Este número não surge de especulação. Resulta de décadas de investigação reunidas pelo World Cancer Research Fund (WCRF) e pelo American Institute for Cancer Research (AICR), duas das organizações mais reconhecidas na área da prevenção oncológica.

O cancro continua a ser visto como uma questão de genética ou má sorte. E em parte é. Mas a evidência científica mostra que uma proporção relevante do risco é modificável.

O que a investigação mostra

O WCRF e o AICR desenvolveram recomendações baseadas em alimentação, atividade física, controlo do peso e consumo de álcool. Estudos populacionais europeus mostram que maior adesão a estas recomendações está associada a menor mortalidade total e menor mortalidade por cancro. Uma meta-análise confirmou estas associações, mostrando ligação consistente com menor risco de vários tipos de cancro e melhores resultados após diagnóstico.

Não se trata de um único alimento ou suplemento, mas de padrões de vida sustentados ao longo do tempo.

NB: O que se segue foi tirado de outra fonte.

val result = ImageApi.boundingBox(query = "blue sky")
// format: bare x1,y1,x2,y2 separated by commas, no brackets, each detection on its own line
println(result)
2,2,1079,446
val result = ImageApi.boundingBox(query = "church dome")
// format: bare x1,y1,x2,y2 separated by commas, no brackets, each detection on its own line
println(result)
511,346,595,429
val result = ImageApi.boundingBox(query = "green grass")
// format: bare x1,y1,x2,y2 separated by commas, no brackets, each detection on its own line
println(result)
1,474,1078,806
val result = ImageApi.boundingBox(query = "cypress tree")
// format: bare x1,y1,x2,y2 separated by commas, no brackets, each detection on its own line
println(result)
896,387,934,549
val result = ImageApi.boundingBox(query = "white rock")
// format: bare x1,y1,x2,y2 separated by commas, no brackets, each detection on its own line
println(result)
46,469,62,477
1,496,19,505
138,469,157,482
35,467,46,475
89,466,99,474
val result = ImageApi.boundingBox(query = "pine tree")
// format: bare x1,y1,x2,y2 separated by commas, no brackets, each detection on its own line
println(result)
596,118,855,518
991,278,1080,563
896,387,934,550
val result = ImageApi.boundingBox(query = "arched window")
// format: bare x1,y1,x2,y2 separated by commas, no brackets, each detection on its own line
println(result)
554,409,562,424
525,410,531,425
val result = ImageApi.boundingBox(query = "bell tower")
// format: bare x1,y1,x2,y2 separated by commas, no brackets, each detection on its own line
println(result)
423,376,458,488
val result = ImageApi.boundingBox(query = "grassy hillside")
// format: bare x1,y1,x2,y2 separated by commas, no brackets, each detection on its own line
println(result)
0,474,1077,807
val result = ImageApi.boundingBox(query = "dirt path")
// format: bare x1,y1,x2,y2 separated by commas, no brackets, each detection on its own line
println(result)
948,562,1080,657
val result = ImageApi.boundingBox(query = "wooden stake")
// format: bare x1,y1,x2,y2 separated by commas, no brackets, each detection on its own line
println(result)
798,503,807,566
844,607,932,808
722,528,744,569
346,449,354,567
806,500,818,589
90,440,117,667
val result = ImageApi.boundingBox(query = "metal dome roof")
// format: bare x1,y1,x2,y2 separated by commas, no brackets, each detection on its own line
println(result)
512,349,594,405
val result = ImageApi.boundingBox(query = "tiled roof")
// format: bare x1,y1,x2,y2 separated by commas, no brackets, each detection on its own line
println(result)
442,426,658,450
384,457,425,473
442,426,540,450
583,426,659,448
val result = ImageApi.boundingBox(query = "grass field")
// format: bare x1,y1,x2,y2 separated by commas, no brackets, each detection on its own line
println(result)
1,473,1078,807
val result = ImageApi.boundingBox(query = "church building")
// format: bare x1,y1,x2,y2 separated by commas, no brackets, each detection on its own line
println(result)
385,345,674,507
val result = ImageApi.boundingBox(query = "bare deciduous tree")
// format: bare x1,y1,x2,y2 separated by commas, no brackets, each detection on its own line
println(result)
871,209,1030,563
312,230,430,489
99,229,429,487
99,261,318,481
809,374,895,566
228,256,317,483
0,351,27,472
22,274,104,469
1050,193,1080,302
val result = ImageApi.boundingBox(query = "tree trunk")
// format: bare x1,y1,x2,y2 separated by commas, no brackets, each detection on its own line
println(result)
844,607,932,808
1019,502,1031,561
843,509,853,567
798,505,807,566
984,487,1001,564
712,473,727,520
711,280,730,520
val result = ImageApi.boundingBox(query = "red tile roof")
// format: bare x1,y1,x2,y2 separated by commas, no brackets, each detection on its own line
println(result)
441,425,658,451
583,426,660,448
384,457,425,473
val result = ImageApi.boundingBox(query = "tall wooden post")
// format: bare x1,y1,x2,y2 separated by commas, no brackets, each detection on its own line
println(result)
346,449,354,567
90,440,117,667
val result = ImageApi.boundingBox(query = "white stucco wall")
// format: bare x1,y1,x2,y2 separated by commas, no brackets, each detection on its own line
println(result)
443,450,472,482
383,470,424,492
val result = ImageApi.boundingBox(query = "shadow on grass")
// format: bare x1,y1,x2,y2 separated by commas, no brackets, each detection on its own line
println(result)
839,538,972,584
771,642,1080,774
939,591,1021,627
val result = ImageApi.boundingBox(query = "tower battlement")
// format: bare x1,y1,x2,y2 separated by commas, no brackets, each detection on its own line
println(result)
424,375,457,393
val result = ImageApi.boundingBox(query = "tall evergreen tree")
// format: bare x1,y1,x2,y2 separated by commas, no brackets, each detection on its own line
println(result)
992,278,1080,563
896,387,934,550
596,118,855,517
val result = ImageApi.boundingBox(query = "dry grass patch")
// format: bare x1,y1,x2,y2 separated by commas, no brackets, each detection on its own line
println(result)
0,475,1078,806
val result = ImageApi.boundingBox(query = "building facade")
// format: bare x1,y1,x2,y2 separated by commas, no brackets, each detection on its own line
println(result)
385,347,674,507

No cancro da mama, a evidência é ainda mais direta

Um estudo prospetivo mostrou que mulheres com maior adesão às recomendações do WCRF e AICR tinham menor risco de desenvolver cancro da mama. As recomendações incluem manter um peso saudável, praticar atividade física regular, reduzir o álcool, aumentar alimentos de origem vegetal e limitar ultraprocessados.

Não é um fator isolado. O padrão global é o que parece ser mais relevante.

A fibra como exemplo concreto

Dentro da alimentação, a fibra é um dos fatores mais estudados. Uma meta-análise dose-resposta em mulheres com cancro da mama mostrou que maior ingestão de fibra está associada a menor mortalidade total e menor mortalidade por cancro da mama. O efeito é gradual: quanto maior a ingestão, maiores as associações observadas. Os mecanismos propostos incluem regulação hormonal, sensibilidade à insulina e microbiota intestinal, mas a mensagem prática mantém-se: mais fibra, melhores resultados observados.

Estilo de vida como parte do tratamento

Uma revisão sobre medicina do estilo de vida aplicada ao cancro da mama integra estes fatores. Alimentação, atividade física, sono, gestão do stress e controlo do peso são apresentados como complementares ao tratamento médico convencional.

Não substituem tratamentos, mas fazem parte do contexto biológico que influencia a progressão da doença e a recuperação.

O que fica

Não é uma garantia individual nem uma promessa de prevenção absoluta. É uma evidência consistente, em grandes populações, ao longo de décadas, que aponta para o estilo de vida como um dos fatores modificáveis com maior impacto documentado na prevenção e na evolução do cancro da mama.